The Gash River Basin supplies water to Kassala city in eastern Sudan, but wells are drying up as the swelling population and agriculture use up precious water, leaving officials debating how to avoid thirst, desertification, and aridity.
Kassala city and its rural areas depend on the Gash River’s groundwater reserve which flows from the Eritrean highlands and is known as the Gash River Basin. This aquifer, or underground layer of water-bearing permeable rock, extends almost 50 kilometres into the Sudanese territory in the border village of Laffa, following the river downstream near the Gash Delta.
Kassala and its neighbouring areas including Aroma, Makali, Wad Sharifi and Wagar are reliant on the basin for their water supply, according to Engineer Mohamed Abdel Hay, Head of the Groundwater and Valleys Authority in Kassala State, under the Ministry of Water Resources and Electricity.
But this water source is increasingly erratic. The water level sunk in recent years, affected by a sharp rise in population and unregulated agriculture.
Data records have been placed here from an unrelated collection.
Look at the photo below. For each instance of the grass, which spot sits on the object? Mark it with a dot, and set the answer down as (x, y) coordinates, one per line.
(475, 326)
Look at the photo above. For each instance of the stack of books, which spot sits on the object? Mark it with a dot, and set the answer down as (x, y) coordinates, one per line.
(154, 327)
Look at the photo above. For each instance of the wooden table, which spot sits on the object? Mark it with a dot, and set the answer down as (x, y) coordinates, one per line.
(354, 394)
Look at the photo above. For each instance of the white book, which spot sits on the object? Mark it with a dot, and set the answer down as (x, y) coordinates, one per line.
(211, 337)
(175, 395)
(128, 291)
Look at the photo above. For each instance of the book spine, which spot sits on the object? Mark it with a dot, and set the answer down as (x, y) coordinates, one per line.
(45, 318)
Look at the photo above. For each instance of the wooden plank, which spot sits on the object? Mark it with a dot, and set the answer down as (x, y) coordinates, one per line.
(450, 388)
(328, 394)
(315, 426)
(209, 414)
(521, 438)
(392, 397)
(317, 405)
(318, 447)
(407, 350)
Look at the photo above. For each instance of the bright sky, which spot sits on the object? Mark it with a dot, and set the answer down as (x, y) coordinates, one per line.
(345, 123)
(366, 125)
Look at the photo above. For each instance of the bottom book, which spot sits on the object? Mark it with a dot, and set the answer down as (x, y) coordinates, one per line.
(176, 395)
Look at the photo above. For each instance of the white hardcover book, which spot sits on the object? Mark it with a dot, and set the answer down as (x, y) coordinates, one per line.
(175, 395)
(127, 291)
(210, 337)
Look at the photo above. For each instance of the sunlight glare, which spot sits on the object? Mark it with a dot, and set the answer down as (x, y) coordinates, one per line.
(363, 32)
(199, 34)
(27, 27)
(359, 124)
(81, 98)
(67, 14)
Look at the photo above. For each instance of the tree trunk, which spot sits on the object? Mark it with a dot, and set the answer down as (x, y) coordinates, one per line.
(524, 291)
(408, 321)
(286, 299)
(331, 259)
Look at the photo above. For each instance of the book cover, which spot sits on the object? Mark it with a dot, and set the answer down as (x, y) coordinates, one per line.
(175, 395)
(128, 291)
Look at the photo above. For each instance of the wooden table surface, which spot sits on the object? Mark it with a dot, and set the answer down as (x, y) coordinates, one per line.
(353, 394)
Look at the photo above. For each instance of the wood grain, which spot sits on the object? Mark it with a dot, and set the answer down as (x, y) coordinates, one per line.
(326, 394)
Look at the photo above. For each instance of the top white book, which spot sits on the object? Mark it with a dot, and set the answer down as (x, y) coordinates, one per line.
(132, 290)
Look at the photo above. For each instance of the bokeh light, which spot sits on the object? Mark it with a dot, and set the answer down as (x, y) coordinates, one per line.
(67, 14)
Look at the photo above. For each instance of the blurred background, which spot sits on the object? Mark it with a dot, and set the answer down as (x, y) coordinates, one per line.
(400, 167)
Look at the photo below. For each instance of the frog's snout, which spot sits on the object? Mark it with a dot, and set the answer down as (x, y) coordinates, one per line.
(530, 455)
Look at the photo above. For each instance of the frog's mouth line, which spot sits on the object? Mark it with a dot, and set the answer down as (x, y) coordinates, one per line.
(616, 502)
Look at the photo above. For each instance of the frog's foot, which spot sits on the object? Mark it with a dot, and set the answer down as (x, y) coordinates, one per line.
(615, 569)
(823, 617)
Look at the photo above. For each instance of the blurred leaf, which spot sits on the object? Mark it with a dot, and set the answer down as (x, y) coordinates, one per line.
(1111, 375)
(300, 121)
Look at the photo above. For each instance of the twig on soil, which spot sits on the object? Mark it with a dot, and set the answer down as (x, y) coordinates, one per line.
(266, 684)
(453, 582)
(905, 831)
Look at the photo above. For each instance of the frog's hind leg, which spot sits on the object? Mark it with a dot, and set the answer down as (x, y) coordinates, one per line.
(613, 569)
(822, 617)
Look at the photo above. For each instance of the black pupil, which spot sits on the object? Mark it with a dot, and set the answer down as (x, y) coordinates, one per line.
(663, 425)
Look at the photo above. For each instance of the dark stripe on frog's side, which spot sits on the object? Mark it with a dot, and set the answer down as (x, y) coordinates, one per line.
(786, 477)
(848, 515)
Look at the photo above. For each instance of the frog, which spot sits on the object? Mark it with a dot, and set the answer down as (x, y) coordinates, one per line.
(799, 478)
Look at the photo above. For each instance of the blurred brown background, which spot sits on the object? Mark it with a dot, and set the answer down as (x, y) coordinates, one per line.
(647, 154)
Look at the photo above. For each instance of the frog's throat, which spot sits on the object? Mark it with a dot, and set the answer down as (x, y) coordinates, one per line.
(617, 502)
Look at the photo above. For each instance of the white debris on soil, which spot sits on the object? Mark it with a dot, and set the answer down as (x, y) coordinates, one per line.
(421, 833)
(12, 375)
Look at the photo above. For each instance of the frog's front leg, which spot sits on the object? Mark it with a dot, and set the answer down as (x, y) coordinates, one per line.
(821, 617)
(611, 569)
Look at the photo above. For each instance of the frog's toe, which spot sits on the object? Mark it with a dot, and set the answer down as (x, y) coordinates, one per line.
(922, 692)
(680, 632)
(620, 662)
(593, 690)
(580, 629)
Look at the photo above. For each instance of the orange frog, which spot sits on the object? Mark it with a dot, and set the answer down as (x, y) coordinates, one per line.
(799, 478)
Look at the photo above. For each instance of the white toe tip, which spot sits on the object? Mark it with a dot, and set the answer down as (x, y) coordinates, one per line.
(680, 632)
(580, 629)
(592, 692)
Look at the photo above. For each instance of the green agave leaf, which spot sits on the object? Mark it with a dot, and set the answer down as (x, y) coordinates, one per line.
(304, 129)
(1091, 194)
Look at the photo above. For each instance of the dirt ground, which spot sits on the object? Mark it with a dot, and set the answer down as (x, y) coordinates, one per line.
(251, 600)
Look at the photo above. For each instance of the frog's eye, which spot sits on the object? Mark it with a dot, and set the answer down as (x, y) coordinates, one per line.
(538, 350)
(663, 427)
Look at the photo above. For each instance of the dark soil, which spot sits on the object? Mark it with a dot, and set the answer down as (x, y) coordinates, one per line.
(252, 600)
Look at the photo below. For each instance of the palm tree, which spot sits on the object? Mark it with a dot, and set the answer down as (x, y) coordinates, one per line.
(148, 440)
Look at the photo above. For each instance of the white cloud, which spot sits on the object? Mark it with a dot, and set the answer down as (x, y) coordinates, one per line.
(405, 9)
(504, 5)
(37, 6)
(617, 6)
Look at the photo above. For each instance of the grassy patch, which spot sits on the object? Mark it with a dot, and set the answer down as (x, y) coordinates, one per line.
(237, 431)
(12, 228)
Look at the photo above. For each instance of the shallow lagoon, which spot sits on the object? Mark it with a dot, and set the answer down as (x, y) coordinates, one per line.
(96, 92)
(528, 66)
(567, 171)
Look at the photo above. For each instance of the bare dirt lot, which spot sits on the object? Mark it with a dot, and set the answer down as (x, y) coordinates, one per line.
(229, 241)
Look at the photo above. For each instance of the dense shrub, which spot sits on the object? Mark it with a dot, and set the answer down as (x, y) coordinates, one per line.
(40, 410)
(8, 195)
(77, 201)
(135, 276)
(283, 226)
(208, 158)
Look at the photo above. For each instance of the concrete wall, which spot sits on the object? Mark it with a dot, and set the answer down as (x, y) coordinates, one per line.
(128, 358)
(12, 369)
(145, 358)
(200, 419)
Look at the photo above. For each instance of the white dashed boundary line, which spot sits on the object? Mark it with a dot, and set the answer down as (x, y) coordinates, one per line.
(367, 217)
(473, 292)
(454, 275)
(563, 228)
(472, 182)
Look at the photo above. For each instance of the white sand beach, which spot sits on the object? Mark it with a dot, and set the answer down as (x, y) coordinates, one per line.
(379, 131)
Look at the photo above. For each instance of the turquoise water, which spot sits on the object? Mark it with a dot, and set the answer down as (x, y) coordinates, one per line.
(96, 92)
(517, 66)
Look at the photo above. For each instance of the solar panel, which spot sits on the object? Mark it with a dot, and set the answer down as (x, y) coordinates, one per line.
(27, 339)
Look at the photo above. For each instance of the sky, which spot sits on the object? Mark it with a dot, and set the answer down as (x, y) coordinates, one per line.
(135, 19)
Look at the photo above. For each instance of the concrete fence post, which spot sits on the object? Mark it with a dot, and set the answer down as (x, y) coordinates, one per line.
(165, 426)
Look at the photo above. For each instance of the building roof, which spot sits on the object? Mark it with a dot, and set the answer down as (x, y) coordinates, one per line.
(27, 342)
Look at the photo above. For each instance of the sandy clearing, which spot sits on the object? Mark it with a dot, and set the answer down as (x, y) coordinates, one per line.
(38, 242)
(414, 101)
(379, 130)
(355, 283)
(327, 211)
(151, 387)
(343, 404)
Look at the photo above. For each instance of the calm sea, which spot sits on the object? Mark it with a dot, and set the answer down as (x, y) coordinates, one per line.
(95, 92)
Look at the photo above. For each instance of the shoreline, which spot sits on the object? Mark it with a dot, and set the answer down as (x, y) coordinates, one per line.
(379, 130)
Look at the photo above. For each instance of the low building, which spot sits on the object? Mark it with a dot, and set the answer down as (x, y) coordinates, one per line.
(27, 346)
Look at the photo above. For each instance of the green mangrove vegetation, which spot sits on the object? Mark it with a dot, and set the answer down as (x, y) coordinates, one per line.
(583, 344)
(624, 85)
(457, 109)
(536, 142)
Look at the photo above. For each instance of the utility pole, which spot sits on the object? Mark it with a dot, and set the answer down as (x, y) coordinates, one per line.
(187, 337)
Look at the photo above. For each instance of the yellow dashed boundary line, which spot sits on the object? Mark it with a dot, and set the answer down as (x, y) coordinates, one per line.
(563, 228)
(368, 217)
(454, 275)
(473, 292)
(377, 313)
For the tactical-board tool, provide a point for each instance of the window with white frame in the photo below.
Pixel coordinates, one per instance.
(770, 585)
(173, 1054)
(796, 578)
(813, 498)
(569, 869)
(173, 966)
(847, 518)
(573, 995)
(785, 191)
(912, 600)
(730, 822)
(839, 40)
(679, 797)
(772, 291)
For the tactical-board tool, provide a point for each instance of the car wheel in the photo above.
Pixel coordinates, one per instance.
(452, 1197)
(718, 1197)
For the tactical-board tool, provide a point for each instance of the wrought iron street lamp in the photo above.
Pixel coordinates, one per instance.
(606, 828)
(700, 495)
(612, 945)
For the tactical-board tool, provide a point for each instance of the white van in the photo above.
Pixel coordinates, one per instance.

The amount of water flowing into the basin every year is estimated at 98 million cubic metres, which fails to keep pace with an estimated annual consumption of 174 million cubic metres.
Abdel Hay explained that in some years decline reached a low record of seven metres, or 8 million cubic metres, imperilling the local access to water. “More than 60 wells completely dried up last summer,” he said.
A council of water users
This drought season was followed by strong rains in autumn which caused a rare 20-million-cubic-metre boost in the water reserves. But experts were aware that this unusual event was unlikely to recur in the near future. “So we decided to sound the alarm and suggested a number of urgent solutions,” Abdel Hay said.
The Groundwater and Valleys Authority in Kassala proposed a number of solutions including the creation of a canal from the Setit River, about 100 kilometres away, to help recharge the renewable aquifer. Another solution was to replenish the main aquifer through the creation of large basins which would store river water during the season when the river flows, thus helping provide more water for the main aquifer. The authority also said it was necessary to form a council composed of all concerned parties.
Adding to the pressure on water is the fact that Kassala’s horticulture extends more than 600 kilometres, making it the largest area of horticultural cultivation in Sudan. Experts say this water-intensive land use could be rationalised by concentrating on crops, which require just small quantities of water or, by introducing modern irrigation technologies, including so-called pivot and drip irrigation systems.
The union of fruit and vegetable farmers in Kassala State are trying to end widespread wastage of precious water, according to Kerar Sayed Ahmed, the Union’s Secretary. “As a union we signed agreements with Kassala’s state banks to provide the needed loans for farmers to enable them use of modern irrigation systems,” he explained, adding that the union is launching awareness programmes aimed at educating people about the best ways to use the Gash River groundwater reserves.
Yet despite having referred these proposals to the Kassala State government and the Federal Ministry for Irrigation and Water Resources, Mohamed Abdel Hay said he had not yet received any response. He feared that the Groundwater and Valleys Authority’s ideas to prevent a regional water shortage would remain a pipe dream for the foreseeable future.